I'm working on a binary classification problem with a large image dataset. I have annotations with the faces bounding boxes in a json file witch contains the image file path reference and the corresponding annotation for each sample. Like this:
{
"samples": [
{
"imageUrl": "http://s3.amazonaws.com/my-bucket/prefix/to/the/image-file.jpeg",
"annotation": [
{
"points": [
{
"x": 0.3020833333333333,
"y": 0.1921875
},
{
"x": 0.73125,
"y": 0.1921875
},
{
"x": 0.73125,
"y": 0.73125
},
{
"x": 0.3020833333333333,
"y": 0.73125
},
{
"x": 0.3020833333333333,
"y": 0.1921875
}
]
}
]
}
]
}
I want to preprocess my dataset using this annotations to crop the faces in each image, because running the bounding boxes predictions are too slow to do on the fly. Currently I'm trying to use the flow_from_dataframe() method of ImageDataGenerator to load the images based on the refences in my dataframe rows and preprocess it, but I have few problems:
- My dataset is too large to fit in memory. I have about 0.5 million images, so I need a generator.
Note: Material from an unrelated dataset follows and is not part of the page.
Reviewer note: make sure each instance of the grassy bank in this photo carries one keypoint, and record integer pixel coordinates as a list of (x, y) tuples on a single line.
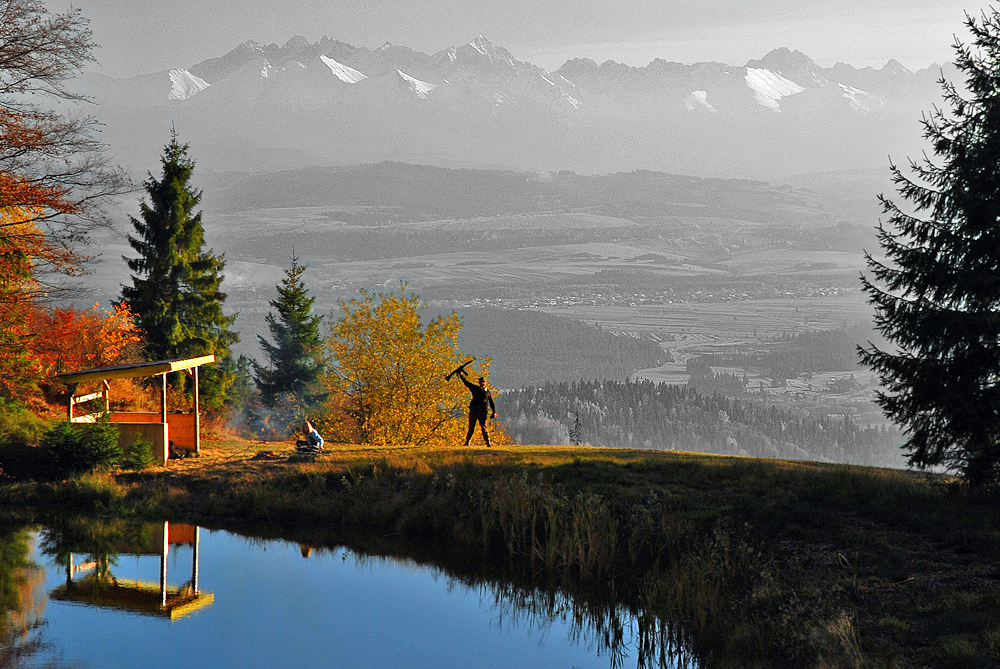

- I have access only to the image data in the preprocessing_function (ImageDataGenerator arg). So I can't read the bounding boxes points to the current image, because I don't have the imageUrl.
I tried to create my own custom image generator, but I need some of the ImageDataGenerator features. Is there any way to take advantage of the ImageDataGenerator class instead of creating my own generator from scratch?